Au total, au cours de l'examen de la mission "Relations avec les collectivités territoriales", les sénateurs ont adopté pas moins de 40 amendements : 5 sur les crédits de la mission et 35 sur les articles rattachés à celle-ci. Ils ont notamment donné leur feu vert à une réforme des dotations en faveur de l'investissement local, proposée par la commission des lois. Le Sénat avait déjà adopté ces mesures l'an dernier, dans le cadre de la discussion du projet de budget. Mais l'Assemblée nationale les avait repoussées. Alors que les députés projettent de réformer l'an prochain la dotation d'équipement des territoires ruraux (DETR), afin que celle-ci bénéficie davantage aux communes rurales, le Sénat a souhaité, sans attendre, favoriser le soutien aux projets des petites communes. Selon l'amendement qu'il a adopté, 15% de l’enveloppe départementale de DETR seraient réservés aux projets dont le coût n’excède pas 50.000 euros.

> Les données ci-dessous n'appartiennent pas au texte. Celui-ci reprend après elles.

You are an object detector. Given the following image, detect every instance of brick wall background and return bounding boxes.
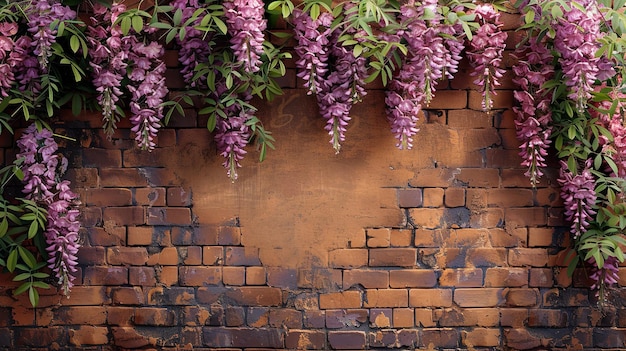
[0,12,626,351]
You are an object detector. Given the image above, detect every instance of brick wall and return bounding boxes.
[0,16,626,351]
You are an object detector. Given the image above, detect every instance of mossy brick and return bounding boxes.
[466,247,508,267]
[454,288,504,307]
[269,308,302,329]
[68,325,109,347]
[128,267,157,286]
[83,266,128,285]
[423,188,444,207]
[146,207,191,225]
[246,267,267,285]
[369,248,417,267]
[504,288,540,307]
[320,290,363,310]
[509,247,548,267]
[365,228,391,247]
[485,267,528,288]
[420,328,460,349]
[461,328,501,347]
[328,331,366,350]
[328,249,368,268]
[133,188,166,207]
[178,266,222,286]
[99,168,148,188]
[134,307,178,327]
[225,247,261,266]
[81,188,133,207]
[167,187,191,207]
[397,188,423,208]
[109,286,146,305]
[439,268,483,288]
[106,246,148,266]
[224,306,246,327]
[178,246,202,266]
[266,267,298,290]
[285,329,328,350]
[388,269,437,288]
[343,269,389,289]
[224,286,282,306]
[126,226,154,246]
[202,327,284,349]
[363,289,409,308]
[102,206,146,225]
[222,267,246,286]
[82,148,122,168]
[76,246,106,265]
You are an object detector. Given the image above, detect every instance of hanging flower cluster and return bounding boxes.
[467,4,508,111]
[513,32,554,186]
[17,124,80,295]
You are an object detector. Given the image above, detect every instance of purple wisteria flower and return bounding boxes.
[223,0,267,73]
[513,32,554,186]
[293,9,333,94]
[467,4,507,111]
[558,160,597,239]
[17,124,80,295]
[554,0,615,112]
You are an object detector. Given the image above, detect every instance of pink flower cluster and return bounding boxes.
[17,124,80,295]
[385,0,463,149]
[172,0,212,88]
[223,0,267,73]
[513,32,554,186]
[88,3,168,150]
[558,160,597,239]
[467,4,507,111]
[554,0,615,112]
[293,9,333,94]
[27,0,76,72]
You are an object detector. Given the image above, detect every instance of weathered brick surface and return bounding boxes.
[0,34,626,351]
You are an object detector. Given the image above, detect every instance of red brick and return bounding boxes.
[81,188,133,207]
[365,228,391,247]
[128,267,156,286]
[103,207,146,225]
[388,269,437,288]
[147,207,191,225]
[328,249,368,268]
[439,268,483,288]
[107,246,148,266]
[343,269,389,289]
[485,267,528,288]
[454,288,503,307]
[135,188,166,206]
[363,289,409,308]
[178,266,222,286]
[320,290,362,310]
[369,248,417,267]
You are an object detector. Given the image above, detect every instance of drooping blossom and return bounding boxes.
[513,29,554,186]
[467,4,507,111]
[17,124,80,295]
[385,0,462,149]
[293,9,333,94]
[223,0,267,73]
[558,160,597,239]
[172,0,212,88]
[554,0,615,112]
[316,3,367,153]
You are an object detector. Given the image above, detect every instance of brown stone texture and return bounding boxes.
[0,35,626,351]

Améliorations pour les élus locaux

Par ailleurs, les sénateurs sont revenus sur la hausse de 20 millions d'euros en 2020 du fonds de solidarité des communes de la région Ile-de-France (Fsrif). Les députés avaient décidé de porter de 330 à 350 millions d'euros l'an prochain ce fonds de péréquation spécifique à l'Ile-de-France et financé par les territoires les plus riches de cette région.

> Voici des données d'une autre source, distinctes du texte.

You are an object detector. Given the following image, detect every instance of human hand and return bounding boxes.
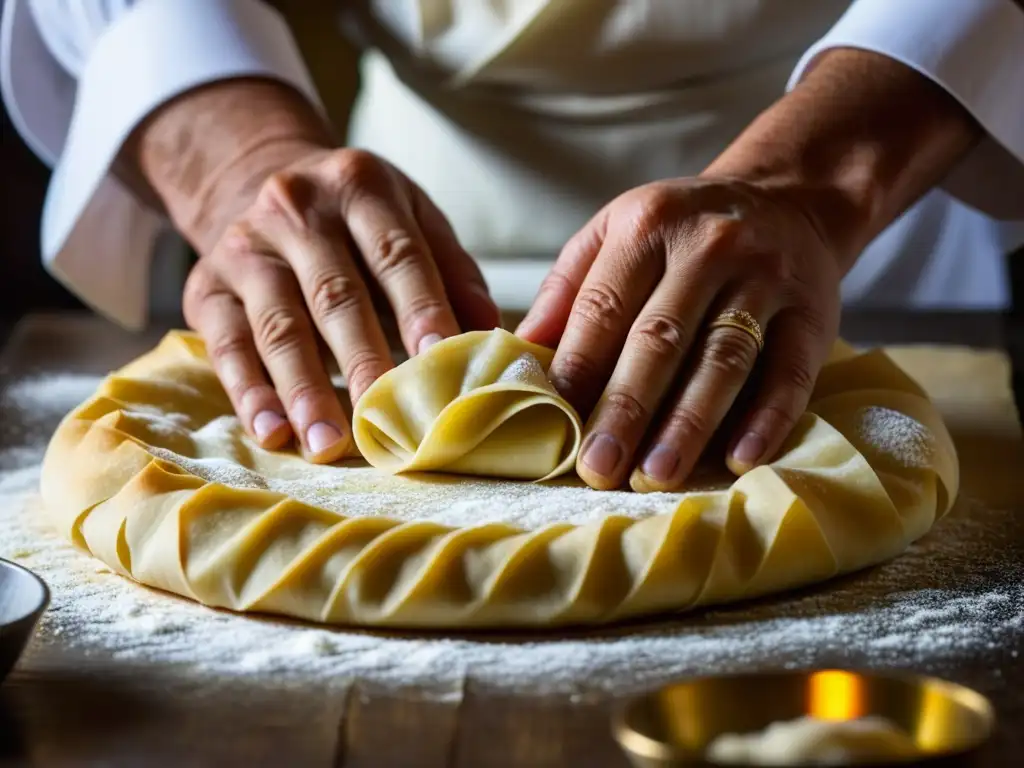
[517,177,842,490]
[183,146,499,462]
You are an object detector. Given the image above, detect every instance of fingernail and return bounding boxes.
[469,283,495,304]
[640,445,679,482]
[583,432,623,477]
[732,432,768,467]
[306,421,341,454]
[253,411,288,442]
[416,334,444,354]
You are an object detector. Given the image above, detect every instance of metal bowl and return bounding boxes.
[0,559,50,682]
[613,670,995,768]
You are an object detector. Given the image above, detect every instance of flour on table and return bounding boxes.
[0,377,1024,696]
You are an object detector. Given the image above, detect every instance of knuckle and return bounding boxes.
[367,229,423,278]
[326,150,381,187]
[633,314,689,357]
[207,330,250,360]
[548,352,600,408]
[344,349,385,392]
[252,304,302,356]
[398,294,447,327]
[700,215,743,254]
[636,184,680,226]
[538,269,577,303]
[756,251,793,285]
[181,270,212,328]
[257,171,297,210]
[784,357,815,392]
[759,402,799,435]
[282,374,324,411]
[604,390,650,424]
[572,285,626,331]
[216,220,259,263]
[309,272,361,318]
[700,328,758,377]
[663,404,713,443]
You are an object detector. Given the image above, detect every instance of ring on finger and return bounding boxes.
[708,309,765,352]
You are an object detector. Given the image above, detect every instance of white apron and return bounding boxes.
[346,0,1024,309]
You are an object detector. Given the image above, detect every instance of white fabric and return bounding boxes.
[0,0,1024,327]
[790,0,1024,309]
[0,0,316,328]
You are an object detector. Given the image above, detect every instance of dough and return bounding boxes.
[42,331,958,628]
[707,717,921,766]
[352,330,582,480]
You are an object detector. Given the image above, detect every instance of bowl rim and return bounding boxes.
[611,667,996,765]
[0,557,51,630]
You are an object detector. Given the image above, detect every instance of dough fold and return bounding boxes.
[352,330,582,480]
[36,331,958,629]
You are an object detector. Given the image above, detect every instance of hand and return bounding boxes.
[184,145,499,462]
[517,178,841,490]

On notera encore que le Sénat a approuvé trois amendements du gouvernement qui mettent en œuvre son engagement – aujourd'hui inscrit dans le projet de loi Engagement et proximité – en vue d'attribuer aux communes de moins de 3.500 habitants une "compensation" pour plusieurs dépenses visant à améliorer les conditions d'exercice des mandats de leurs élus (remboursement des frais de garde d’enfants pour participer aux réunions du conseil municipal et obligation de souscription d’un contrat d’assurance pour couvrir les coûts résultant de la mise en œuvre de la protection fonctionnelle destiné aux élus). Les "programmes" 119 et 122 vont ainsi être abondés en 2020, respectivement de 3 millions et 7 millions d'euros. Mais il ne s'agit pas d'un nouveau geste de l'Etat. En effet, cette majoration sera financée intégralement par l'augmentation de 10 millions d'euros de la dotation élu local, qui figurait déjà dans le projet de loi finances déposé en conseil des ministres.